Hi @meren thanks for your time this again, that logo ice is empty other than # CMD LINE: muscle -in /tmp/tmp708ev8ce/input.fa -out /tmp/tmp708ev8ce/output.fa -quiet
Hey @Ge0rges, I just realized that the log is empty due to the -quiet
flag anvi'o is passing to muscle
:/ Here is a test and how it looks like on my end with that flag hardcoded in anvio/drivers/muscle.py
:
cat /var/folders/0w/z3rt2nfs3d7dxf6jkl8s75v00000gn/T/tmp3hgfccxv/00_log.txt
# DATE: 31 Jan 24 19:38:13
# CMD LINE: muscle -in /var/folders/0w/z3rt2nfs3d7dxf6jkl8s75v00000gn/T/tmp3hgfccxv/input.fa -out /var/folders/0w/z3rt2nfs3d7dxf6jkl8s75v00000gn/T/tmp3hgfccxv/output.fa -quiet
And here is the log file for the same command after removing it:
cat /var/folders/0w/z3rt2nfs3d7dxf6jkl8s75v00000gn/T/tmp7p4qe4px/00_log.txt
# DATE: 31 Jan 24 19:37:44
# CMD LINE: muscle -in /var/folders/0w/z3rt2nfs3d7dxf6jkl8s75v00000gn/T/tmp7p4qe4px/input.fa -out /var/folders/0w/z3rt2nfs3d7dxf6jkl8s75v00000gn/T/tmp7p4qe4px/output.fa
MUSCLE v3.8.1551 by Robert C. Edgar
http://www.drive5.com/muscle
This software is donated to the public domain.
Please cite: Edgar, R.C. Nucleic Acids Res 32(5), 1792-97.
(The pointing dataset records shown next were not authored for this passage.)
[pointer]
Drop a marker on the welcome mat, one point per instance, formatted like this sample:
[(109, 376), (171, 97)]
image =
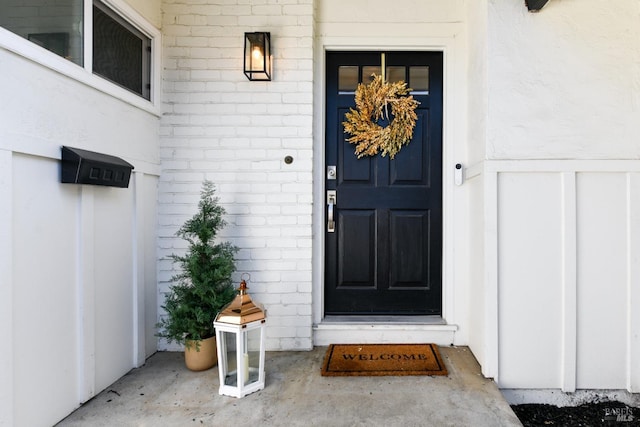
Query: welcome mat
[(382, 359)]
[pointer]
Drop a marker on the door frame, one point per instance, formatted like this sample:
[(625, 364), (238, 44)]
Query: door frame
[(451, 43)]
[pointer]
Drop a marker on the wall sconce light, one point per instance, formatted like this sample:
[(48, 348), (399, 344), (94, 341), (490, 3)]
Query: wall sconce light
[(535, 5), (257, 56)]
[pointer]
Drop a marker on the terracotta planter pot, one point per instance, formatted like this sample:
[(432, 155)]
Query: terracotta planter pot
[(202, 359)]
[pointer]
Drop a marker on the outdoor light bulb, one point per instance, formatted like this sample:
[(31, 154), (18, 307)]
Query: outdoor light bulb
[(257, 53)]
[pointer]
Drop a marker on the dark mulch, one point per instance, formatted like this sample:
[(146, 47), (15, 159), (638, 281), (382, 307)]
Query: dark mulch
[(588, 415)]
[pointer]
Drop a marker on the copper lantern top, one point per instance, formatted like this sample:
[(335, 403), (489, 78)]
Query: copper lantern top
[(242, 309)]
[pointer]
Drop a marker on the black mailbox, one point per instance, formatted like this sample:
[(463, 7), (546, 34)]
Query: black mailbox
[(87, 167)]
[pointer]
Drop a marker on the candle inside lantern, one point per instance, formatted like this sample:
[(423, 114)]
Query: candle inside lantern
[(245, 371)]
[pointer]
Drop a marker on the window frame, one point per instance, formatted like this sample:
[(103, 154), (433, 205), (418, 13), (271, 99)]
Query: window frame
[(84, 74)]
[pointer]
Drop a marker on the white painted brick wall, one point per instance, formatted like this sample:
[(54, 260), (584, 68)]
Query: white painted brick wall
[(217, 125)]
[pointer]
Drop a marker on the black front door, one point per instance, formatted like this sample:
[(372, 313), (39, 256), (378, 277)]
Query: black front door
[(383, 253)]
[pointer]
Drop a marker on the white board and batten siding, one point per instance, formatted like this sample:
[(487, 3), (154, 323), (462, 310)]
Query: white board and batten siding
[(78, 300)]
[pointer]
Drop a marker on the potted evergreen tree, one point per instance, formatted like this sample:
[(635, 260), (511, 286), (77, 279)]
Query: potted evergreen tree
[(202, 287)]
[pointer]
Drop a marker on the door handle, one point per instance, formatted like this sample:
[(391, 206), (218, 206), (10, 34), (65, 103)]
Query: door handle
[(331, 203)]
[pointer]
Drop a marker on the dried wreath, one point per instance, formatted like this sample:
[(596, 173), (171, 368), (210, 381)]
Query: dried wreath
[(372, 105)]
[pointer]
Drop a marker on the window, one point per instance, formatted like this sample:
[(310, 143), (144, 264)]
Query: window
[(56, 26), (120, 51)]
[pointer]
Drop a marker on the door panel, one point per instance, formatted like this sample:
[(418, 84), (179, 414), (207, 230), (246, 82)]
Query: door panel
[(385, 254)]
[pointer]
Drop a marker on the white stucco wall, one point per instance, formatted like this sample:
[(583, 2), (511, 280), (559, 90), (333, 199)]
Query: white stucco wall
[(564, 83), (560, 184), (78, 294)]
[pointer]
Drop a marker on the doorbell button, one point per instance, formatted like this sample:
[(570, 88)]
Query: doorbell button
[(458, 174)]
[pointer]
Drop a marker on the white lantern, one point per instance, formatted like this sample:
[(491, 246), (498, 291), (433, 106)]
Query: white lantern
[(240, 330)]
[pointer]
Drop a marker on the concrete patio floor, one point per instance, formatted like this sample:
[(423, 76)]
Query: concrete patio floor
[(164, 393)]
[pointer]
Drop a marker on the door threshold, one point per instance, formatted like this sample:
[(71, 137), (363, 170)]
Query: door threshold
[(384, 320), (383, 329)]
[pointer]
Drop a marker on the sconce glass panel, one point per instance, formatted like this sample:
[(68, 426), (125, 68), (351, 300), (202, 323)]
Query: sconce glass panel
[(257, 56)]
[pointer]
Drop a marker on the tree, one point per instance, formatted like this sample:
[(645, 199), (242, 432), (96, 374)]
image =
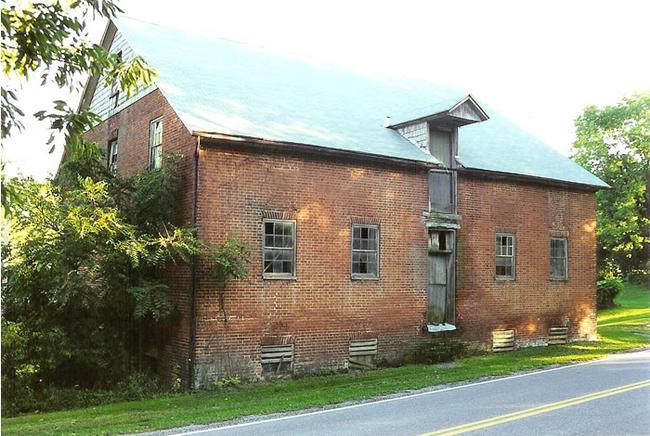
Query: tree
[(614, 143), (50, 39), (84, 296)]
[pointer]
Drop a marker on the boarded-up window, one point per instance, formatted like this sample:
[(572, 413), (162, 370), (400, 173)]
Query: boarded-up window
[(440, 146), (441, 191), (112, 156), (155, 144), (279, 250), (505, 257), (558, 258), (365, 251)]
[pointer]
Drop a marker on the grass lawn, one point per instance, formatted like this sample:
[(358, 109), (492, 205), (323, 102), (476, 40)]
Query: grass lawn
[(621, 328)]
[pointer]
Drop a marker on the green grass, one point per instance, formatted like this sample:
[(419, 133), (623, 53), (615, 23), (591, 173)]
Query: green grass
[(622, 328)]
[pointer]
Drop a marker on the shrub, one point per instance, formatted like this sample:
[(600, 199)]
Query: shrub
[(439, 350), (606, 290)]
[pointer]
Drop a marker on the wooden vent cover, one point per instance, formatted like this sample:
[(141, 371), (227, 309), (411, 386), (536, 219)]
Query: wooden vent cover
[(503, 340), (363, 353), (277, 354), (557, 335)]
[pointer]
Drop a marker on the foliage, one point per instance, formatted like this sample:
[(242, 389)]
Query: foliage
[(83, 297), (614, 143), (50, 39), (439, 350), (625, 327), (228, 261), (226, 382), (607, 290)]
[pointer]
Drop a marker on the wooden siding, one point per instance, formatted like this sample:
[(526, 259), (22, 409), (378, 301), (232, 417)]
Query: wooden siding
[(100, 103), (417, 134)]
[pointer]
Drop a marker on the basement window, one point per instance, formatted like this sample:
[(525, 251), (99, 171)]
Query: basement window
[(558, 259), (365, 251), (279, 249), (505, 256), (155, 144), (112, 156)]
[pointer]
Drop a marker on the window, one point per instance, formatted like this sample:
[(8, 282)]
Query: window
[(112, 155), (155, 144), (558, 258), (279, 249), (441, 191), (114, 99), (505, 259), (365, 251)]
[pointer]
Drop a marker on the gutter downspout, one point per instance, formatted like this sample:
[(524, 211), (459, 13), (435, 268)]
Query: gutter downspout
[(192, 338)]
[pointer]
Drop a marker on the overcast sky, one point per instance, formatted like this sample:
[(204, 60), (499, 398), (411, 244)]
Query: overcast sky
[(537, 62)]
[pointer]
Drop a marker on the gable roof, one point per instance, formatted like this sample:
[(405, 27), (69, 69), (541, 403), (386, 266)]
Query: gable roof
[(225, 87)]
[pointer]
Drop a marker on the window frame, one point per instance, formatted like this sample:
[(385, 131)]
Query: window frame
[(511, 277), (452, 207), (279, 276), (365, 276), (114, 98), (565, 277), (113, 150), (151, 144)]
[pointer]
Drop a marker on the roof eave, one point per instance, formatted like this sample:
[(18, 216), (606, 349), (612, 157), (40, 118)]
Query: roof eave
[(525, 177), (448, 113), (318, 149)]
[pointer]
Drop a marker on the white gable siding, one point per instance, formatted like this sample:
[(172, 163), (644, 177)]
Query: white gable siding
[(417, 133), (100, 103)]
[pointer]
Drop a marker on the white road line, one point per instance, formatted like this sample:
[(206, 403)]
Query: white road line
[(404, 397)]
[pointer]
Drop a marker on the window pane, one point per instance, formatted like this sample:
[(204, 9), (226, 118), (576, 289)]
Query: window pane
[(279, 247), (504, 261), (505, 251), (365, 247)]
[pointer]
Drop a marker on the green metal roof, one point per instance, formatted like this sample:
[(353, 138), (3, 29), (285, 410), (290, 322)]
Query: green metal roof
[(220, 86)]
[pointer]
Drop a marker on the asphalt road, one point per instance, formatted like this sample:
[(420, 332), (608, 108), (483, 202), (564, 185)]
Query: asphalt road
[(605, 397)]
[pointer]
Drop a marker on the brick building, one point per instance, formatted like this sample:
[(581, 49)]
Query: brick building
[(379, 213)]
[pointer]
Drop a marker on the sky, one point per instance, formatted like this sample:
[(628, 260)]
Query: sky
[(540, 63)]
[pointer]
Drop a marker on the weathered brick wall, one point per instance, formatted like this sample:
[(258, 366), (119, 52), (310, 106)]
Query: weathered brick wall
[(532, 302), (323, 308), (131, 127)]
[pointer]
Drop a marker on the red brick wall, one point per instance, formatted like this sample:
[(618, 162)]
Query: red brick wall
[(532, 302), (131, 127), (322, 309)]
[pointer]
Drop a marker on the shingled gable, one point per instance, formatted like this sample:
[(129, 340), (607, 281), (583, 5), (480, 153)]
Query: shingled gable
[(232, 90), (466, 111)]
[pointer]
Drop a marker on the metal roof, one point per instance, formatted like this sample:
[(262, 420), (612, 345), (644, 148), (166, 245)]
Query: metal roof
[(221, 86)]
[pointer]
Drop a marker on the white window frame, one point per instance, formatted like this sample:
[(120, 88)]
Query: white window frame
[(511, 276), (152, 162), (279, 275), (565, 275), (365, 276), (113, 150)]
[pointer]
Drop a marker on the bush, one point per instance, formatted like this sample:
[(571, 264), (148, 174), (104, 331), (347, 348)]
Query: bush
[(439, 350), (137, 386), (606, 290)]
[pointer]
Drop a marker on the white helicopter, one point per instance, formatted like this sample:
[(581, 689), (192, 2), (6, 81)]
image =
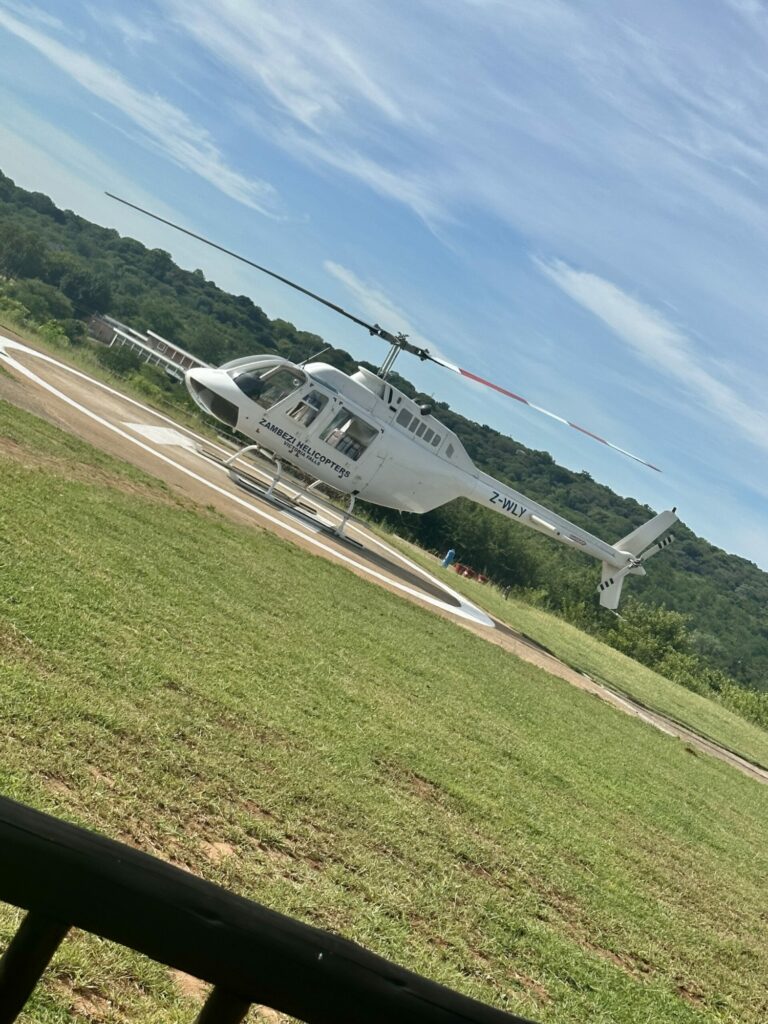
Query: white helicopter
[(365, 438)]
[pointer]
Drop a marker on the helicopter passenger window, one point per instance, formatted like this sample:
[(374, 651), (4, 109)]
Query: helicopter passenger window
[(309, 408), (348, 434), (267, 387)]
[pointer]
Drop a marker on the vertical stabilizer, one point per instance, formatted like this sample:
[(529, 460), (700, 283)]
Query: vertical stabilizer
[(640, 545)]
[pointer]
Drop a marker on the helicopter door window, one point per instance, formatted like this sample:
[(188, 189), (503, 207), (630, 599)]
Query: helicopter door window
[(270, 386), (308, 408), (348, 434)]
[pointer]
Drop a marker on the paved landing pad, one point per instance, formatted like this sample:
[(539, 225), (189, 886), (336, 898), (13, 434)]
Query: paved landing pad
[(194, 465)]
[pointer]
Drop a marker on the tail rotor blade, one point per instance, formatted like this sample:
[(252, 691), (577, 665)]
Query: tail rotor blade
[(399, 341)]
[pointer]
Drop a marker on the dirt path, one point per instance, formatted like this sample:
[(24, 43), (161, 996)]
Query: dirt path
[(192, 466)]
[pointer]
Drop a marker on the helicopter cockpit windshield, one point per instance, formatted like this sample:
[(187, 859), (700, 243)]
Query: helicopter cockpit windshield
[(267, 387)]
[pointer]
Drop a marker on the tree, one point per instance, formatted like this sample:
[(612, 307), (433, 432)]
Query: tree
[(43, 301), (22, 252), (88, 290)]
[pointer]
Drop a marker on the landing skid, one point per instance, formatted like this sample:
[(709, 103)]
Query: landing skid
[(279, 499)]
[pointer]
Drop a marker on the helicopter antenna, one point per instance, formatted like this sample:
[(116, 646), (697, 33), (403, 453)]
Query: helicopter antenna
[(314, 355), (397, 342)]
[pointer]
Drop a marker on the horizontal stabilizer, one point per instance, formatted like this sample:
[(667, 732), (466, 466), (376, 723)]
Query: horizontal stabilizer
[(640, 545), (640, 539)]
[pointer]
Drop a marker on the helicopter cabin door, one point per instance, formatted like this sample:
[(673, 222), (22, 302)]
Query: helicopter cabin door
[(350, 435)]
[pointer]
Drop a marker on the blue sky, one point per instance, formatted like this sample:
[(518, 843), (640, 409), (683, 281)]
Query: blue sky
[(567, 198)]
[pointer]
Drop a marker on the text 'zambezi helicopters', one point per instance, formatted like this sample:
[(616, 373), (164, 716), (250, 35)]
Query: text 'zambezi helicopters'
[(365, 438)]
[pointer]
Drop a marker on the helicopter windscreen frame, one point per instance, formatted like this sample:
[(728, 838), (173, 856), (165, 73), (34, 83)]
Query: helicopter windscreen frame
[(269, 387)]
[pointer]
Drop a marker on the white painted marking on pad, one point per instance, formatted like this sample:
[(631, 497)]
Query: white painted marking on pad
[(162, 435), (7, 346)]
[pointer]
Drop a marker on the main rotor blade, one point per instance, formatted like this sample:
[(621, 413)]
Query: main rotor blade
[(546, 412), (399, 340), (372, 328)]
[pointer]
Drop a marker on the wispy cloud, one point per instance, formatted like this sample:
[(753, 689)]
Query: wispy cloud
[(133, 33), (308, 69), (662, 345), (166, 127), (34, 14)]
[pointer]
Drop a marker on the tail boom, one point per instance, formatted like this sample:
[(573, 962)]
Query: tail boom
[(619, 560)]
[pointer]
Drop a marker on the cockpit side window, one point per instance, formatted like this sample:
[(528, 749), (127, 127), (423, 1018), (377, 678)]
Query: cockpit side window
[(267, 387), (309, 408), (348, 434)]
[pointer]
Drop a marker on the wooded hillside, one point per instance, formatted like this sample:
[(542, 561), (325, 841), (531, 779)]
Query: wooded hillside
[(57, 268)]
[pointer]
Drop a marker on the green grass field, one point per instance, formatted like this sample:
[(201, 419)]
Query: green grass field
[(267, 720), (607, 665)]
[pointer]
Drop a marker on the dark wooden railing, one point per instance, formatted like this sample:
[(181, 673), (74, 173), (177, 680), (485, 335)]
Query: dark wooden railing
[(68, 877)]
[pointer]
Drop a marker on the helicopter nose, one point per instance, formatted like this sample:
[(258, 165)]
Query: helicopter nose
[(213, 391)]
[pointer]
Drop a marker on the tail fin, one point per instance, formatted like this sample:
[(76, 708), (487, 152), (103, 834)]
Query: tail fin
[(640, 546), (642, 538)]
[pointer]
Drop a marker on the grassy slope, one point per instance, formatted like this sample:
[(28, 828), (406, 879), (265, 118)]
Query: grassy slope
[(177, 682), (603, 663)]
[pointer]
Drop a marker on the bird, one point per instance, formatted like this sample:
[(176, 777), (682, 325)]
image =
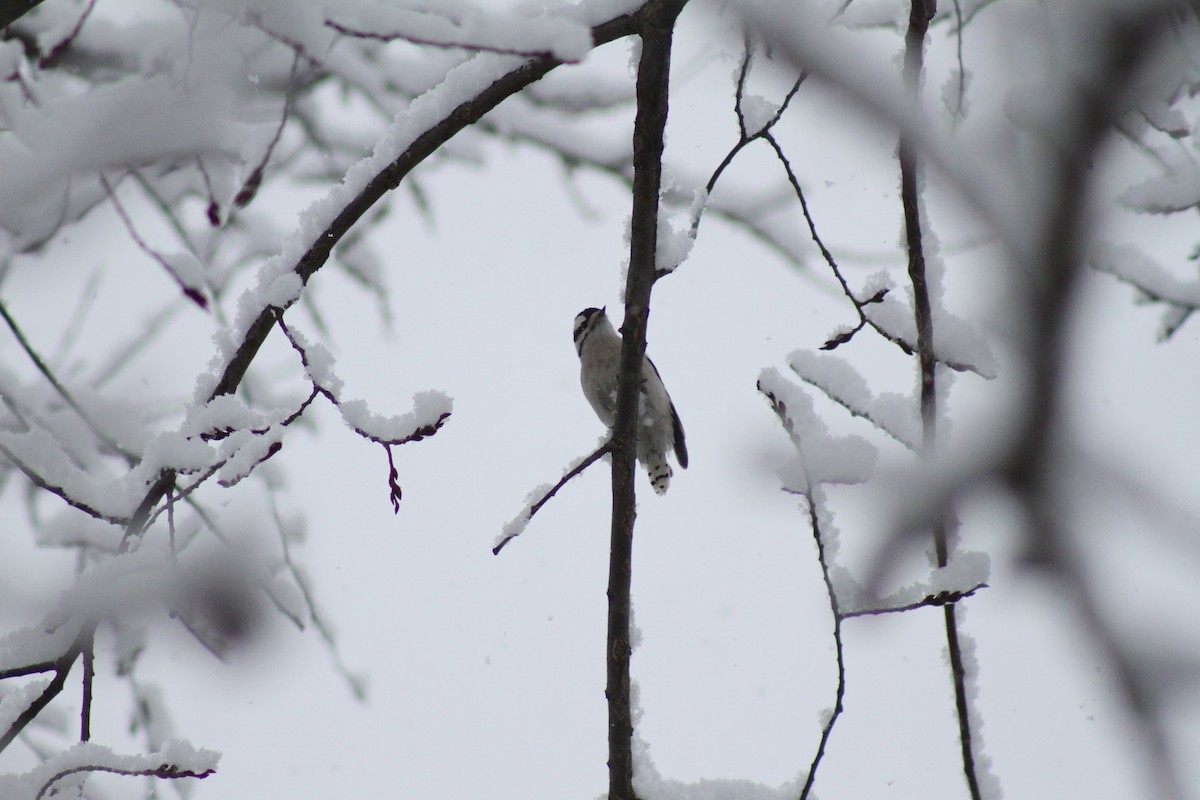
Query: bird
[(659, 428)]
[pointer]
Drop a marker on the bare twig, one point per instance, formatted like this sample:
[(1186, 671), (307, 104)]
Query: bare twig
[(389, 178), (441, 44), (940, 599), (534, 507), (921, 12), (163, 771), (191, 293), (54, 382), (252, 182), (61, 667)]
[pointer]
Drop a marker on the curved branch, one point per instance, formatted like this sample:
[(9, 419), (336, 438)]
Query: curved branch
[(388, 179)]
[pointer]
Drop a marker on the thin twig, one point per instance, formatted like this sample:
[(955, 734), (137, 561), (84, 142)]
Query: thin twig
[(163, 771), (810, 497), (191, 293), (255, 180), (54, 382), (545, 498), (940, 599), (921, 11)]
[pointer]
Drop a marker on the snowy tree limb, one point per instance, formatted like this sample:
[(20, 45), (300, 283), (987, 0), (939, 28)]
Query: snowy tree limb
[(318, 253), (516, 527)]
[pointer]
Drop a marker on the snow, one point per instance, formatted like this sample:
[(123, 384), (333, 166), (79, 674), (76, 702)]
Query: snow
[(1176, 188), (175, 756), (821, 458), (41, 453), (429, 407), (757, 112), (840, 380)]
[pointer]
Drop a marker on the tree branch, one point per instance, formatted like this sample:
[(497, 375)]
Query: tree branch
[(535, 506), (653, 89), (384, 181), (921, 12)]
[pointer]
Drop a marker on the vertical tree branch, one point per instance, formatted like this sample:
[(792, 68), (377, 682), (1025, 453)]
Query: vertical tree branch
[(653, 77), (921, 12)]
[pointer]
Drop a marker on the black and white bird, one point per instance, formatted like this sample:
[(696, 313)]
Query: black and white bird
[(659, 428)]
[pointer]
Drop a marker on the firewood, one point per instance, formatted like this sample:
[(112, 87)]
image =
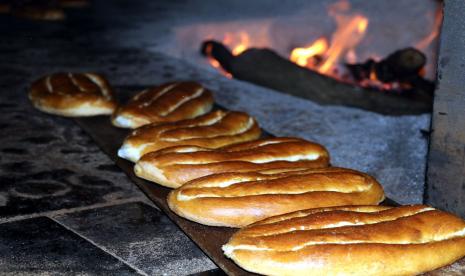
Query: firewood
[(266, 68)]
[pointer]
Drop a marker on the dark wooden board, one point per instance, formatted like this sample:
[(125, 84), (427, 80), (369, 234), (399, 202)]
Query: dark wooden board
[(209, 239)]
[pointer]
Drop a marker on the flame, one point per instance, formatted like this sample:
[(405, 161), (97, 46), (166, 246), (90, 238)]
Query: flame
[(350, 31), (214, 63), (426, 41), (238, 42), (347, 36), (301, 56)]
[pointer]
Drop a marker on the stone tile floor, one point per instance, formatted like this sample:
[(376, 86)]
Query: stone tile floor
[(66, 209)]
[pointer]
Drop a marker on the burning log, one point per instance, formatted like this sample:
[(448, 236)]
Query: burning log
[(266, 68), (403, 66)]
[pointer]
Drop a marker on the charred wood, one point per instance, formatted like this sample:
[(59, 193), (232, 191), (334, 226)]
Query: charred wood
[(266, 68)]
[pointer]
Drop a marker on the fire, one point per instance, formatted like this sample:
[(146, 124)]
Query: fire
[(238, 42), (302, 56), (350, 31), (325, 54), (214, 63)]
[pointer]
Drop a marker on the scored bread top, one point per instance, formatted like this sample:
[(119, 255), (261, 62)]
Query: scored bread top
[(166, 103), (238, 199), (73, 94), (174, 166), (350, 240), (212, 130)]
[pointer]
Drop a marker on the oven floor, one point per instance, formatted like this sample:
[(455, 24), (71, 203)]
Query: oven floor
[(60, 193)]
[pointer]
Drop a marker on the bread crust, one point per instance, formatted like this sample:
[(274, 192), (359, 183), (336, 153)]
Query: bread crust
[(212, 130), (73, 95), (168, 102), (174, 166), (350, 240), (239, 199)]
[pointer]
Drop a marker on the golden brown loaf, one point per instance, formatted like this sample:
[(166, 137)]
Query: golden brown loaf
[(169, 102), (174, 166), (70, 94), (352, 240), (239, 199), (212, 130)]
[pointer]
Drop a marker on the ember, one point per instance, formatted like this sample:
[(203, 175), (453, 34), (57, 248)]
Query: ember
[(336, 55)]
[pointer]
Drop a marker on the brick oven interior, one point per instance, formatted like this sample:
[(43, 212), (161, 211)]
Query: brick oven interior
[(59, 187)]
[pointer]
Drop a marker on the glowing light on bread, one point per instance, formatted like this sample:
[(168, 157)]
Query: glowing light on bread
[(212, 130), (174, 166), (73, 95), (166, 103), (238, 199), (350, 240)]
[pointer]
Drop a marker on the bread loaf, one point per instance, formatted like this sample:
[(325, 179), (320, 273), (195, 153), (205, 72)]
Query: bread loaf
[(169, 102), (174, 166), (212, 130), (73, 95), (351, 240), (238, 199)]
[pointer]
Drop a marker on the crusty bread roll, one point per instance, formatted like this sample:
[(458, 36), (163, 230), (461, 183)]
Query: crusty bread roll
[(238, 199), (212, 130), (169, 102), (73, 95), (174, 166), (351, 240)]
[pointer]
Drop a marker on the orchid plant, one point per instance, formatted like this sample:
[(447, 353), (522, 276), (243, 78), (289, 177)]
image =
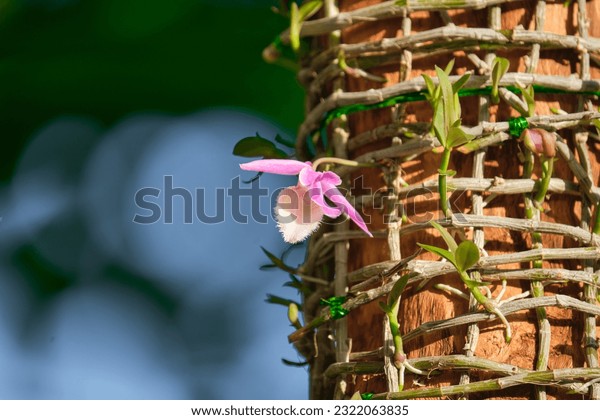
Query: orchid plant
[(301, 208)]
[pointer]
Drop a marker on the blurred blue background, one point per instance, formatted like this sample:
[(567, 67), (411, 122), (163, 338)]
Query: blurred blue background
[(98, 99)]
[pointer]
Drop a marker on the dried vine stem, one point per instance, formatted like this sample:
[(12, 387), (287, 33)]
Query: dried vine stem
[(554, 377), (385, 10), (372, 96)]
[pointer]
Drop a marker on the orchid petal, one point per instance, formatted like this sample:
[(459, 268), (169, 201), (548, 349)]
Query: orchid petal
[(316, 195), (276, 166), (308, 177), (297, 215), (338, 198)]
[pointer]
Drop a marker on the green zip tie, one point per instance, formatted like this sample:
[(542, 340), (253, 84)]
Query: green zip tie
[(517, 127), (335, 306)]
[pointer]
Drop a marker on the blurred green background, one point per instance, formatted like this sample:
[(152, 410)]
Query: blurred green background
[(99, 98), (111, 58)]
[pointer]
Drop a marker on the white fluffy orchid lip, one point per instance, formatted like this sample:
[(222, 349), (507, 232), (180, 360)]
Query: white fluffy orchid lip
[(297, 215)]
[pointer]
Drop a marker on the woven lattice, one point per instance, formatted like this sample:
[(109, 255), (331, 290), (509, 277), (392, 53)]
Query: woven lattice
[(552, 260)]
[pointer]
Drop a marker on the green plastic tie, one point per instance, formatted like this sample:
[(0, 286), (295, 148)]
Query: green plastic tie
[(516, 126), (335, 306), (329, 116)]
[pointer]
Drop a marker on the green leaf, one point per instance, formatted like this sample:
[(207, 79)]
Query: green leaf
[(295, 25), (467, 255), (297, 16), (528, 93), (447, 103), (499, 68), (431, 88), (471, 284), (439, 126), (452, 245), (457, 137), (456, 86), (257, 147), (444, 253), (309, 8)]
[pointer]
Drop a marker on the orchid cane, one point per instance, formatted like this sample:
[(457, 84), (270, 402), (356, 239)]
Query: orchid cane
[(300, 209)]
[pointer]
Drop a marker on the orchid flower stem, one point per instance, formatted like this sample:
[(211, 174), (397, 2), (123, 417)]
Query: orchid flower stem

input 8 seqs, lengths min 114, max 135, avg 121
00:00:00 1 MB(0%) Iter 1 100.00% K-mer dist pass 1
00:00:00 1 MB(0%) Iter 1 100.00% K-mer dist pass 2
00:00:00 2 MB(0%) Iter 1 100.00% Align node
00:00:00 2 MB(0%) Iter 1 100.00% Root alignment
00:00:00 2 MB(0%) Iter 2 100.00% Refine tree
00:00:00 2 MB(0%) Iter 2 100.00% Root alignment
00:00:00 2 MB(0%) Iter 2 100.00% Root alignment
00:00:00 2 MB(0%) Iter 3 100.00% Refine biparts
00:00:00 2 MB(0%) Iter 4 100.00% Refine biparts
00:00:00 2 MB(0%) Iter 5 100.00% Refine biparts
00:00:00 2 MB(0%) Iter 6 100.00% Refine biparts
I just committed this change, so when you run your command again after a git pull
you certainly will see something from muscle
for failed alignments. Apologies for all the back and forth here and thank you for your patience!
Here's anvio
's output:
[DEBUG] `run_command` is running .............: muscle -in /tmp/tmprlsurk6m/input.fa -out /tmp/tmprlsurk6m/output.fa
Traceback for debugging
================================================================================
File "/Accounts/gkanaan/github/anvio/bin/anvi-get-sequences-for-hmm-hits", line 343, in <module>
main(args)
File "/Accounts/gkanaan/github/anvio/bin/anvi-get-sequences-for-hmm-hits", line 263, in main
s.store_hmm_sequences_into_FASTA(hmm_sequences_dict,
File "/Accounts/gkanaan/github/anvio/anvio/hmmops.py", line 922, in store_hmm_sequences_into_FASTA
self.__store_concatenated_hmm_sequences_into_FASTA(hmm_sequences_dict_for_splits, output_file_path, partition_file_path, wrap, separator, genes_order, align_with, just_do_it)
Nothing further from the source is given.